DailyRhema

Daily Rhema is a teaching ministry for Christians, centered on the finished work of Christ. It posts inspiring teachings and testimonies on weekdays. These short and systematic messages are suitable for personal devotion or Bible Study.

Thursday, January 01, 2009

14.18 Revivals through revelation – the Pentecostal revival

When the truth of baptism in the Holy Spirit and tongues was lost during the dark ages of Church history, the Church believed that tongues had ceased. Some groups believed that baptism in the Spirit was one and the same experience, as salvation or sanctification.

But when the time was ripe, the truth of the baptism in the Spirit as a separate experience with the evidence of speaking in tongues was restored to the Church in the 20th century Pentecostal and Charismatic Revivals. Today, the majority in the Christian Church uses this prayer language. The largest and the fastest-growing churches in the world today embrace the full workings of the Holy Spirit.

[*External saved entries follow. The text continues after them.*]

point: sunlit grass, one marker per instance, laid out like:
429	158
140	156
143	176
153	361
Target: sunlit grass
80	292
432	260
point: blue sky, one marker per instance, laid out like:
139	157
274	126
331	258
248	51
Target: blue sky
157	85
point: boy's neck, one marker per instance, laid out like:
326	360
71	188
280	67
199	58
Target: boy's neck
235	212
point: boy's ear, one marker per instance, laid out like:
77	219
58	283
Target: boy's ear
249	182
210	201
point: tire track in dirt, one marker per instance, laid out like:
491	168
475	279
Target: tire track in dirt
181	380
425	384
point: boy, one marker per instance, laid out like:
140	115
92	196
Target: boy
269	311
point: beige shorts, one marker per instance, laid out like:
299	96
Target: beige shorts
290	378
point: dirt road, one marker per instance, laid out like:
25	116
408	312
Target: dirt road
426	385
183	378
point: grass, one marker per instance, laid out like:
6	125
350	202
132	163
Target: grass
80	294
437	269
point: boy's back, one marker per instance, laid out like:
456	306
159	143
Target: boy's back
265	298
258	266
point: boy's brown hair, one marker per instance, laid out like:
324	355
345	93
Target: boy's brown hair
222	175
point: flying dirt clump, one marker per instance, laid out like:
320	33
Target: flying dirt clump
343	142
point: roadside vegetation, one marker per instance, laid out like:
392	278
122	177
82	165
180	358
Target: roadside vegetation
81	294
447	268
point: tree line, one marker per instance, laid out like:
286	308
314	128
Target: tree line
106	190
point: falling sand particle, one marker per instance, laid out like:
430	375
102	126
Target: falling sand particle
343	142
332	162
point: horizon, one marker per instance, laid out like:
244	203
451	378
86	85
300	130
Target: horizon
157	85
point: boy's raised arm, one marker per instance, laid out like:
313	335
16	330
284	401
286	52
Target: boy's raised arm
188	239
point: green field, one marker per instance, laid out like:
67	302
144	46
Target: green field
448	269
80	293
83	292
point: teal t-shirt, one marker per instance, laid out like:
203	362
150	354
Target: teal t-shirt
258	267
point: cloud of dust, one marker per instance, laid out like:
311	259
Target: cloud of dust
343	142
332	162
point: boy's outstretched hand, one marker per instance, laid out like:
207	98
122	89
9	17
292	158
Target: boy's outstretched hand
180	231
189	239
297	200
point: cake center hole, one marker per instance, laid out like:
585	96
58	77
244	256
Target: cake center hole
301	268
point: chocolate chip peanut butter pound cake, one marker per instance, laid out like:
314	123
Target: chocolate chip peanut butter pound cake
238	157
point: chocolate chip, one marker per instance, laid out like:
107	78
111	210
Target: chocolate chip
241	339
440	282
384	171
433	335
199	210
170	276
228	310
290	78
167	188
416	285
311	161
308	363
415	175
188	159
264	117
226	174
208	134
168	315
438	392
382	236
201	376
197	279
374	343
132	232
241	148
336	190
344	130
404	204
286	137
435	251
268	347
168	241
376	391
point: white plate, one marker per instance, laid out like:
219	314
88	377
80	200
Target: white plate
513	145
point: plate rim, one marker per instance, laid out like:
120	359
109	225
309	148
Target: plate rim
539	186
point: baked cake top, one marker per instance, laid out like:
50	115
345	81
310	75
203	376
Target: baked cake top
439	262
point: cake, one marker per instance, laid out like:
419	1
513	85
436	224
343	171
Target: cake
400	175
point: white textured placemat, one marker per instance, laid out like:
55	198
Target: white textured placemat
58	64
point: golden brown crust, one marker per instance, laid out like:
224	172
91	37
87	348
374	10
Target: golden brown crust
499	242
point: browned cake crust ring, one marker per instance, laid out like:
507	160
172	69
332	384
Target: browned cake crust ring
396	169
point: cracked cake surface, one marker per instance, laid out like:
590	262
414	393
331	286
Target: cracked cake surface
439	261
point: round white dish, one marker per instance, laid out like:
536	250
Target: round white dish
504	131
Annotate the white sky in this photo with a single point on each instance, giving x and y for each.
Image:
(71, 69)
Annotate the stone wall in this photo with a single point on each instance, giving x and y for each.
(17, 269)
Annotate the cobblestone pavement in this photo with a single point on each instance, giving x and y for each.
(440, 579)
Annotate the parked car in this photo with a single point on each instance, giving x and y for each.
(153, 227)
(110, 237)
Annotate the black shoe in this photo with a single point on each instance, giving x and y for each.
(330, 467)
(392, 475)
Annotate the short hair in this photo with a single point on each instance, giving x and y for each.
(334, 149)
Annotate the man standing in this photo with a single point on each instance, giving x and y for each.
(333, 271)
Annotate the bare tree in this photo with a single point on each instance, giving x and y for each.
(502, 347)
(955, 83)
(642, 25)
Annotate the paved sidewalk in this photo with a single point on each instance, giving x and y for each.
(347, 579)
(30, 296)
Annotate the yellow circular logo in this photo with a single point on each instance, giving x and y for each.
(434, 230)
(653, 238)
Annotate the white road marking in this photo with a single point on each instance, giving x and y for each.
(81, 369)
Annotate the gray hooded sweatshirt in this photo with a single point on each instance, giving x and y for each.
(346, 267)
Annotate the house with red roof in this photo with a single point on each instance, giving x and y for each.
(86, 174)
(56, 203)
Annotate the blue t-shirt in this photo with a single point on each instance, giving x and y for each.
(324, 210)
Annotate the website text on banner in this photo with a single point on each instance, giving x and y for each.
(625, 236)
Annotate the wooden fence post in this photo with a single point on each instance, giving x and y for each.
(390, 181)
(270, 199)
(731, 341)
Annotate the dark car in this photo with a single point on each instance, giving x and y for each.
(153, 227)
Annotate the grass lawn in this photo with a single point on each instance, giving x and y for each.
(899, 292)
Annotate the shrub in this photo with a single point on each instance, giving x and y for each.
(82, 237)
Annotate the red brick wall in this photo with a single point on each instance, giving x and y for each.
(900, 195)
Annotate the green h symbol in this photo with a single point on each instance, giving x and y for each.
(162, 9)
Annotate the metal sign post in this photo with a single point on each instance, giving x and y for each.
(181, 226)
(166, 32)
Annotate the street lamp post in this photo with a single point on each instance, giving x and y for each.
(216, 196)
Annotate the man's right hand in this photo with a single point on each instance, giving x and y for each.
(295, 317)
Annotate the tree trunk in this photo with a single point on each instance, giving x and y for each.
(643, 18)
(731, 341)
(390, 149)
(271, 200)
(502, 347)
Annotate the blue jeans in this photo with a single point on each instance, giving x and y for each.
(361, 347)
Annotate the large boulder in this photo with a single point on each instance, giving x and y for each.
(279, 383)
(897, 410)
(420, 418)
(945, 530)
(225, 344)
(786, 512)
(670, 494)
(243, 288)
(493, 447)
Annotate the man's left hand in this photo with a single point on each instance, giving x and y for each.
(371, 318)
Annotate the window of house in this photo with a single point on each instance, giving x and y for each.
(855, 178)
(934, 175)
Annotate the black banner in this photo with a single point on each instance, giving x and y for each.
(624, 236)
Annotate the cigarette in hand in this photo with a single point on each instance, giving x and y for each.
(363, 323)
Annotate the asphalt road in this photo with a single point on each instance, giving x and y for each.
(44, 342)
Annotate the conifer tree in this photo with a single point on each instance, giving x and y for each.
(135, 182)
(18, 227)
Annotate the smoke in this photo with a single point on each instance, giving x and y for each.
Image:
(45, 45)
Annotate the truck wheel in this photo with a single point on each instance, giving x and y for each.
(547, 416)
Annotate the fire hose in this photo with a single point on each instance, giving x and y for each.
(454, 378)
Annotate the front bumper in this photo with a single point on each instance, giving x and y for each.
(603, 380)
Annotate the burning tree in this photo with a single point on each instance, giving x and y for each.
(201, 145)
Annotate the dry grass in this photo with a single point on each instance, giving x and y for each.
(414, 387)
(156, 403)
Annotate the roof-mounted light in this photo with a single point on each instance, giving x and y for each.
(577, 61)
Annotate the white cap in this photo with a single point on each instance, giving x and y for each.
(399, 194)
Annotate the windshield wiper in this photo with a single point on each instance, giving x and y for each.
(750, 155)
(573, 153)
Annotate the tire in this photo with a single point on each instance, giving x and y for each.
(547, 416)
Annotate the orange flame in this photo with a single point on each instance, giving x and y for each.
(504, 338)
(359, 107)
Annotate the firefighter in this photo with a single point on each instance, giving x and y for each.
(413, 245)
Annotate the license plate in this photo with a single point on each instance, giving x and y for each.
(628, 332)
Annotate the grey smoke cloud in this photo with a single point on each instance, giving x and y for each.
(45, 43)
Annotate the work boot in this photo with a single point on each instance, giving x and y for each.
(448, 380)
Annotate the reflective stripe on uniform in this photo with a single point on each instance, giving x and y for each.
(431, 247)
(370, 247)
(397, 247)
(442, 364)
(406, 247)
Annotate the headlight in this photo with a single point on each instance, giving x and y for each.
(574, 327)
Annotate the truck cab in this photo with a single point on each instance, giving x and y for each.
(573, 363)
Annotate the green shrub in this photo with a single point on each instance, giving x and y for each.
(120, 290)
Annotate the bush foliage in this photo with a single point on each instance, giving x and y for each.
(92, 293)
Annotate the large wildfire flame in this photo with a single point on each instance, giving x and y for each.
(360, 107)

Two men played important roles in the Pentecostal Revival. Just before Christmas in 1900, Charles Parham gave 40 Bible school students an assignment – to find the New Testament evidence of being filled with the Spirit. Three days later, when Parham returned, his students informed him that the only consistent evidence of the baptism in the Holy Spirit was speaking in tongues. The STUDENTS HAD RECEIVED A REVELATION ON THE BAPTISM IN THE SPIRIT BY STUDYING THE WORD.

At almost midnight, New Year’s Day 1901, a student, Agnes Ozman, asked to have hands laid on her to receive the baptism. As other students did so, the Holy Spirit fell and she began to speak in tongues. Three days later, Parham himself received. Persecution came almost as quickly as the baptism.

William Seymour, a black preacher, approached Parham and sat under his teaching. When Seymour started TEACHING THE REVELATION that speaking in tongues is the evidence of the baptism in the Holy Spirit, he was locked out from his church.

Seymour then began to preach in an abandoned church at 321 Azusa Street. After about six months, revival broke out. In 1906, worshippers in Azusa Street Mission in Los Angeles, United States, experienced the baptism in the Holy Spirit, speaking in tongues and falling under the power of the Holy Spirit. News of the Azusa Street Revival spread and Christians from all over the world flocked to Azusa Street to experience the move. They then carried the fire with them wherever they went.

The established churches rejected the revival of the Spirit that was gathering pace as it challenged the established beliefs and practices of their day. They did not fully understand the phenomena because they thought that tongues had ceased. For several decades, this Pentecostal Revival flourished outside the established denominations. Every Pentecostal group today can trace its lineage directly or indirectly to the Azusa Street Revival.

It all started with a revelation from the word that restored the experience of JESUS THE BAPTIZER IN THE HOLY SPIRIT. In the 1990s, the Lutheran church that I attended experienced a revival through the revelation of Jesus our Baptizer. As the youth president, I got the youths baptized in the Spirit by showing them the revelation of the baptism in the Spirit from the Word of God.